RHEL3 server going in hang state

bkak · 01-18-2007, 03:12 AM

Problem definition:
We are facing server hang problem from past 3 months. We have analyzed all our services that we are executing, and the server logs in /var/log/ but couldn’t find the solution. We are manually rebooting the server to recover it from hung state.

Action taken:
We have analyzed all the system logs and application logs in all our servers but we haven’t found any fixed pattern of messages in system logs. We are taking memory dump by top command for every 15 minutes and we found sufficient memory left before server going into hang state.

System configuration:
Red Hat Enterprise Linux ES release 3 (Taroon)
Kernel: 2.4.21-40.EL
Postgres: 7.3.8-2
Redhat Cluster Manager: 1.2.28
RAM: 2GB
Server: HP ML 370 G3, DL 760 G2

Please let me know the scenario’s in which server gets into hung state and what we need to check for rectifying the server hang problem.

Thank you in advance

Lenard · 01-18-2007, 06:52 AM

Update the systems, for example; https://rhn.redhat.com/errata/RHSA-2006-0710.html

aarontoth · 01-18-2007, 09:10 AM

I think another good idea to do is setup a crash script. Make it run every 10 seconds or whatever you think is appropriate. Report all system status' i.e. df, top, netstat, connections, ps... etc. have the system send out the alerts via mail. This should help a bit more than just looking at the logs.

AA

nwilkens · 01-25-2007, 06:41 PM

Setup the diskdump-utils or netdump package to capture the system crash (if thats what happening). This will help you narrow down the problem.

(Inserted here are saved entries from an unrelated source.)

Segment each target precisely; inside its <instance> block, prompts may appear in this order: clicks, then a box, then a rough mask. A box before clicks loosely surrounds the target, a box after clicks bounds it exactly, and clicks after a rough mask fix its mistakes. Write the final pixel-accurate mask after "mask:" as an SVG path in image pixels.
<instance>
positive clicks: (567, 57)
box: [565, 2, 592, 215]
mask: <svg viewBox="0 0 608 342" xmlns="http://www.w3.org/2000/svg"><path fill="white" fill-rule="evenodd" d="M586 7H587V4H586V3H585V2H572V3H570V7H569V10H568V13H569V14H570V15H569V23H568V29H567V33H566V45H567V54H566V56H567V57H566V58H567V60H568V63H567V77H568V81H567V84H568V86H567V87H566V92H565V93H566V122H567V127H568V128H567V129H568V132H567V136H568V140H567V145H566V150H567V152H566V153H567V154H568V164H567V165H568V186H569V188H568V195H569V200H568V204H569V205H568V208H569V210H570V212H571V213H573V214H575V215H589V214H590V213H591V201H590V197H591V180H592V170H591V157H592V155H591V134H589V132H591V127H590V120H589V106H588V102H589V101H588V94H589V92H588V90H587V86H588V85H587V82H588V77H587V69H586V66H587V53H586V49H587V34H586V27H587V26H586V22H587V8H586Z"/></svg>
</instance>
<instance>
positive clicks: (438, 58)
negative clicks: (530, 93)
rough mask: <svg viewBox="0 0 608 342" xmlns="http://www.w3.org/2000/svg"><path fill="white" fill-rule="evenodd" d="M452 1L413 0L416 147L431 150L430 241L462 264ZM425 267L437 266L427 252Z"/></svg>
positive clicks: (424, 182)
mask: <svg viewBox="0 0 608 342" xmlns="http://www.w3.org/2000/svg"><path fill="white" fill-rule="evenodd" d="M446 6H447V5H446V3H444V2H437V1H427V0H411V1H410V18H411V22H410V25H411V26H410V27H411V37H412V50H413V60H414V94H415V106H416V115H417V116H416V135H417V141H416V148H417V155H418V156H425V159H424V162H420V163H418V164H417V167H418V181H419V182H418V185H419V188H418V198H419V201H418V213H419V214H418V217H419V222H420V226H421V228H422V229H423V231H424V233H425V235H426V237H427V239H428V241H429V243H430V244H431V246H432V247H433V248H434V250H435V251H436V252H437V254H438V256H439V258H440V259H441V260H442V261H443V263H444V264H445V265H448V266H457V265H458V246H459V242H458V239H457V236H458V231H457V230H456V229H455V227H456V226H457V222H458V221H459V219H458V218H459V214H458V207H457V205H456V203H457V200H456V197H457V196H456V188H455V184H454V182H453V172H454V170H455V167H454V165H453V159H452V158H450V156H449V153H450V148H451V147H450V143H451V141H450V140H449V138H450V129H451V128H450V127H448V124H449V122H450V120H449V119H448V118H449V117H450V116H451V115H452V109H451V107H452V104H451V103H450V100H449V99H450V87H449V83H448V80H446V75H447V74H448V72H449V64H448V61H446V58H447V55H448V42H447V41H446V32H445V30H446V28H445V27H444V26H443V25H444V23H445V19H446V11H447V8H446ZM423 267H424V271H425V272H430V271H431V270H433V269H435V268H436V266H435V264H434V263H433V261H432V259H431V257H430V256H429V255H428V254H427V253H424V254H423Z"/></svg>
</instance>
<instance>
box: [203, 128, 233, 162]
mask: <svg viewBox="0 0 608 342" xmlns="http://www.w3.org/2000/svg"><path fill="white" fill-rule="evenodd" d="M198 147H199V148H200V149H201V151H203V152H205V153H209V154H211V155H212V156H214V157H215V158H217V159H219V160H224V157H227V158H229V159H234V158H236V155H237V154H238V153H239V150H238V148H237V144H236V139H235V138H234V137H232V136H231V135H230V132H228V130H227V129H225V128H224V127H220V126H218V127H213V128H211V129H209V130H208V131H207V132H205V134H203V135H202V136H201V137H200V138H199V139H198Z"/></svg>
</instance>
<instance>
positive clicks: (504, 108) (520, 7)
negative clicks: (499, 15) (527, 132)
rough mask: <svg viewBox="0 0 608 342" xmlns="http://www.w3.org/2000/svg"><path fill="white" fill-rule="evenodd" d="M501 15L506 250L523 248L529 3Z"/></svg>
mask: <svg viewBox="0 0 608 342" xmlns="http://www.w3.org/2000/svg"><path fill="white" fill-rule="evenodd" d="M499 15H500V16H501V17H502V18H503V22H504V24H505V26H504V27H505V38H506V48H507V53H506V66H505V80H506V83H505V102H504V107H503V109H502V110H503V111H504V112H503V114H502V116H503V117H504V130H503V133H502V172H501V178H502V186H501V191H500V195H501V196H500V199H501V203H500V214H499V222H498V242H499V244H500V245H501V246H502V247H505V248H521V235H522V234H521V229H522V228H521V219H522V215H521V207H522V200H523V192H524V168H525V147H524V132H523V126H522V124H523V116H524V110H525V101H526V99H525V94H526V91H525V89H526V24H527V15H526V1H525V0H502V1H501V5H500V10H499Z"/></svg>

Also, as suggested earlier and system update may also help.

nifran · 01-31-2007, 02:41 PM

Install the sysstat package so that you'll collect data on performance.

Default on the installation collects memory usage, cpu usage, disk io, swap usage, and a number of other statistics every 10 minutes. You can change this down to a 1 minute interval if needed in /etc/cron.d/sysstat.

After the server crashes, you can run:
sar -r # gets memory information
sar # gets CPU information (like in top)
sar -q # load average and run que sizes
sar -n DEV # network interface statistics
sar -b # io rates

Those should give you a very good picture of what your server was doing when it hung, as well as any trend leading up to it.

Other than that, we've experienced a lot of the same problems with some of our machines. It turned out that the running kernel wasn't certified for the processors that we were running on, and updating the kernel fixed our issues. Take a look at the release notes for the newer kernels to see if they have added support for your server, or processors.